Andy Street has called for the row between National Express West Midlands and Unite to come to a "fair conclusion" amid indefinite strike action.
It comes after crunch talks were said to be taking place today to resolve the dispute after the majority of bus drivers rejected a 14.3 per cent pay rise over the weekend, prompting the strike action this week.
The walkout by more than 3,100 members has impacted around 93 per cent of the network with only vital services running to hospitals in the region.

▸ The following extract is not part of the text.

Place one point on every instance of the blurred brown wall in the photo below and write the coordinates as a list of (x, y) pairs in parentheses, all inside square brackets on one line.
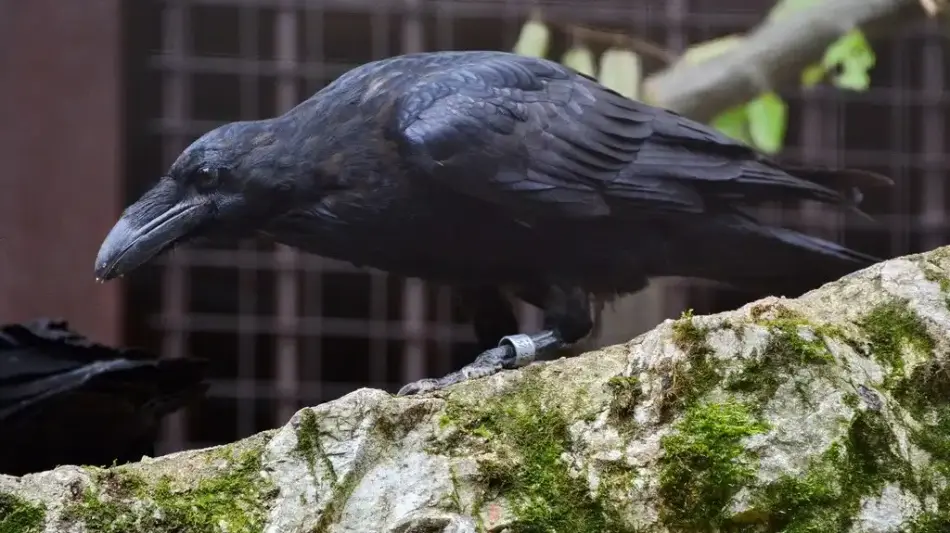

And tensions are continuing to escalate between the parties with suggestions of "union busting" and buses being blocked by protestors in recent days.
Mr Street, who described the offer proposed to the union as "very good", said: "We're now seeing the situation escalate on picket lines with police having to get involved. That is deeply depressing and underlines why a fair deal has to be struck.
"These strikes are causing misery for hundreds of thousands of passengers who are being stopped from getting to work, to education. With that in mind it is now clear that if a deal isn't done by the end of the week then an independent, non-political arbitrator needs to be brought in.
"It shouldn't have to come to arbitration, but if both sides are unable to put passengers first and bring these strikes to a fair conclusion then that is what must happen.
"Transport for West Midlands are continuing to issue travel advice and do all they can to keep our transport network moving, but really this is now all down to National Express and Unite to do a deal or accept arbitration."